University of Oxford, England, has come forward with a proposal to establish a professorship in Anthropology of India in memory of distinguished sociologist M.N. Srinivas.
In a letter to Chief Minister Siddaramaiah, Vice-Chancellor of University of Oxford Andrew Hamilton stated that the university had taken up a project to endow an M.N. Srinivas Professorship in Anthropology of India and sought “matching funding or other incentives” to help the project come to fruition.
Committee constituted
The State government, which has agreed to the proposal in principle, has constituted a committee of expert sociologists headed by the former Vice-Chancellor of State Women’s University Geetha Bali to take the proposal forward.
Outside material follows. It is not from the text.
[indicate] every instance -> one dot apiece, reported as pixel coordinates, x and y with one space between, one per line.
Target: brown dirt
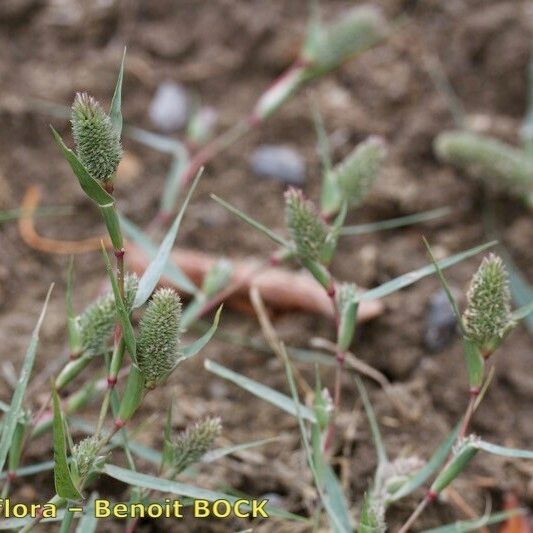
228 51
The other members of the committee include K.G. Gayathri Devi from the Institute of Social and Economic Change (ISEC), R. Indira from the University of Mysore, and G. Shivaram Krishnan, retired professor of Sociology, Bangalore University.
Joint effort
H.K. Moulesh, retired professor of Sociology, National College, Bengaluru, who is the member secretary of the committee told The Hindu that the professorship will be started jointly by the Oxford University and the State government’s Department of Higher Education.
He said the committee constituted by the government is expected to meet in the coming days.
When Mr. Srinivas went to Oxford University in the late 1940s to pursue his doctoral studies, his academic learning was identified by his then supervisor Evans-Pritchard, who created a lecturership in sociology for him, he added.
Founded key concepts
Originally from Mysore, Mysore Narasimhachar Srinivas has been credited with contributing to key sociological concepts like “vote bank”, “dominant caste” and “Sanskritisation”.
Prof. Srinivas, who had been associated with various education and research institutions in Baroda, Delhi and Bengaluru, including ISEC and the National Institute of Advanced Studies, passed away in Bengaluru in 1999 at the age of 84.
Endowment
The University of Oxford has said that the endowment of the M.N. Srinivas professorship will ensure that it gets the prominence that it deserves, and that anthropological approaches contribute to new cohorts of Oxford students being trained in M.Sc. in Contemporary India, M. Phil in modern South Asia and in other courses in anthropology. “
The University of Oxford will set up a professorship and appoint a person. The committee will be deciding the academic content and other issues,” said a source in the State’s Higher Education Council, which is co-ordinating the proposal.